Also ich wäre klar für die mit physikalischen Größen. Eine vorrangige Rechnung in Geld kann meiner Meinung nach langfristig nur zu einer vollständigen Vernebelung der wirtschaftlichen Realität führen.
Trotzdem behaupten die liberalen, marktwirtschaftlichen Vordenker allen Ernstes, dass eine Wirtschaftlichkeitsrechnung durch die tolle „Erfindung“ des Geldes überhaupt erst möglich wurde und dank dem Geld erst wahrer Fortschritt entstand (von der Erfindung des Ackerbaus, der Viehzucht, des Rades, der Schrift, der Malerei etc. mal abgesehen; die wurden ja alle ohne Geld erfunden, sind damit nicht in Geld ausdrückbar, somit wertlos und deshalb unwahrer Fortschritt!).
Das liberale Märchen geht auch ungefähr so:
Es waren einmal Menschen, die schmachteten im Elend. Doch dann erfand einer das Geld. Märkte und Handel entstanden und alles war gut!

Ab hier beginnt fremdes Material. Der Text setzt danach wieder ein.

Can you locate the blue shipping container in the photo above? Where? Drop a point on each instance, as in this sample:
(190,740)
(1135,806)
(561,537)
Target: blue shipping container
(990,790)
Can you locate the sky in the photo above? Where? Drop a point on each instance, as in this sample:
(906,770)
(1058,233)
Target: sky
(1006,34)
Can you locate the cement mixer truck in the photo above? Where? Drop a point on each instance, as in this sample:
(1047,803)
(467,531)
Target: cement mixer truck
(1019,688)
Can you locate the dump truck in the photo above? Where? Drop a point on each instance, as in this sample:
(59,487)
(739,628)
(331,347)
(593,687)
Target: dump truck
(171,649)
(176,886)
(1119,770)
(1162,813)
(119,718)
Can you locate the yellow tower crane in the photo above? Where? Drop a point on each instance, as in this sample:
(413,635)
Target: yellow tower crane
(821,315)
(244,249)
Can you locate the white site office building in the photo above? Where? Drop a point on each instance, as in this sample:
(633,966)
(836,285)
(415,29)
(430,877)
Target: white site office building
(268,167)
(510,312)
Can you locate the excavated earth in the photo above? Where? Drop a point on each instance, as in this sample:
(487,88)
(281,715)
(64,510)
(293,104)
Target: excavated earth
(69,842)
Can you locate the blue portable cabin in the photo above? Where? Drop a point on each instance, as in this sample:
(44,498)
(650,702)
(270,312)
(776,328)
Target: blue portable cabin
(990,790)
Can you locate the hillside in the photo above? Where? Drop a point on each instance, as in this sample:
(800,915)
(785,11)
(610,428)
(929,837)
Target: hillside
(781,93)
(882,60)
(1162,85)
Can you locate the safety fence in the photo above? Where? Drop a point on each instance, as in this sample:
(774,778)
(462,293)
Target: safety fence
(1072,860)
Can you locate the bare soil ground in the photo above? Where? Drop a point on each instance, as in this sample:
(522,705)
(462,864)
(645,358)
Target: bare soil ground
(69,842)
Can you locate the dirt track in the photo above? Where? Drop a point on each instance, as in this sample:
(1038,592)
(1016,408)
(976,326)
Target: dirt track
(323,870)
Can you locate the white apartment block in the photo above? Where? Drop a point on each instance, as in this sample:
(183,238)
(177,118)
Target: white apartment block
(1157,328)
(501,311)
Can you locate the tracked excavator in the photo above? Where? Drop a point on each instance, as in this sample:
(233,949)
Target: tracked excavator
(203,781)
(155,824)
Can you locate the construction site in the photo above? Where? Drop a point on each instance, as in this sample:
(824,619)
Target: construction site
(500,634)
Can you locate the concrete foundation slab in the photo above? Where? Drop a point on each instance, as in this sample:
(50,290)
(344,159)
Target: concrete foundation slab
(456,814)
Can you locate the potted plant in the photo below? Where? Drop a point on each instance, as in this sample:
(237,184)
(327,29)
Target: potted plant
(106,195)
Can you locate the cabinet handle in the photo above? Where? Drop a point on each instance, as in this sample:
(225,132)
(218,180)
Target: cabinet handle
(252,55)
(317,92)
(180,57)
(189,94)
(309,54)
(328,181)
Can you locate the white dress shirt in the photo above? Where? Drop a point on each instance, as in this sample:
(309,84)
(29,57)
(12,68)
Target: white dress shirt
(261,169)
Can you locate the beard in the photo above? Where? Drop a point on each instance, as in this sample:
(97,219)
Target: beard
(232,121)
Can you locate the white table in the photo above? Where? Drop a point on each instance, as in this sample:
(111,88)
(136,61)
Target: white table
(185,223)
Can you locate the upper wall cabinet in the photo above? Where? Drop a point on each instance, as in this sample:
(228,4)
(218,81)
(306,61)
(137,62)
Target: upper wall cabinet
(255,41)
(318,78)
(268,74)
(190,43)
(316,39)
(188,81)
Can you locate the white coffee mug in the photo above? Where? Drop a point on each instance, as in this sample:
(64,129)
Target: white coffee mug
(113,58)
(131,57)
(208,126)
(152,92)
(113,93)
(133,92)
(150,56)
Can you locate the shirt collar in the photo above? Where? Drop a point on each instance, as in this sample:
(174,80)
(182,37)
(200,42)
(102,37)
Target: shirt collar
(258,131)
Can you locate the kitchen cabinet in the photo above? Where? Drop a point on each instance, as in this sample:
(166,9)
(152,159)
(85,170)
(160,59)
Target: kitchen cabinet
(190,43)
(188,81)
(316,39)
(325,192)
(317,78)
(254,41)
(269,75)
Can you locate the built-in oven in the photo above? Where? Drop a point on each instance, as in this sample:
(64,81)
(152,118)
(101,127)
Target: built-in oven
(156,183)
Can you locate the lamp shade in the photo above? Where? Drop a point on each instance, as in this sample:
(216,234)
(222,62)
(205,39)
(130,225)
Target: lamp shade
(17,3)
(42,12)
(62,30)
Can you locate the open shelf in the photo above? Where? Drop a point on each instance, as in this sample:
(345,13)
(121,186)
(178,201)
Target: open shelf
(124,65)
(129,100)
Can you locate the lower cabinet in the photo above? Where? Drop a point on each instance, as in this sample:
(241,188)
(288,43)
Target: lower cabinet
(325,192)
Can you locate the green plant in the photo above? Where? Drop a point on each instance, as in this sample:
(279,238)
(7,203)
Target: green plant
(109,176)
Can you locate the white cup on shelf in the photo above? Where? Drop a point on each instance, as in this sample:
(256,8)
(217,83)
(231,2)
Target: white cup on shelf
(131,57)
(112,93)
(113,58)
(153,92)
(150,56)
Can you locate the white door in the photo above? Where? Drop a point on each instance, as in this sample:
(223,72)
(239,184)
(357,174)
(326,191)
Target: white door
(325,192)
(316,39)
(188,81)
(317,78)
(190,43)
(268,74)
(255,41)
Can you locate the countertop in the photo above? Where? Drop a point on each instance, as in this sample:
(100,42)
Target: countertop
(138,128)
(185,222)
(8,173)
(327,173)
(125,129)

In Wirklichkeit war bzw. ist es wohl eher so:
Es waren einmal Menschen, denen ging es relativ gut. Doch dann zwang sie einer dazu, ihm Geld abzuliefern, weshalb sie Handel treiben mussten, um es zu bekommen. Und wenn sie nicht gestorben sind, dann schuften sie noch heute.
Die einstigen Abgabenerpresser sind mittlerweile verschwunden und nur noch die leeren Hüllen (Staaten) übrig. Jetzt ist es das Geld selbst, das die Abgaben (mehr Geld) abpresst.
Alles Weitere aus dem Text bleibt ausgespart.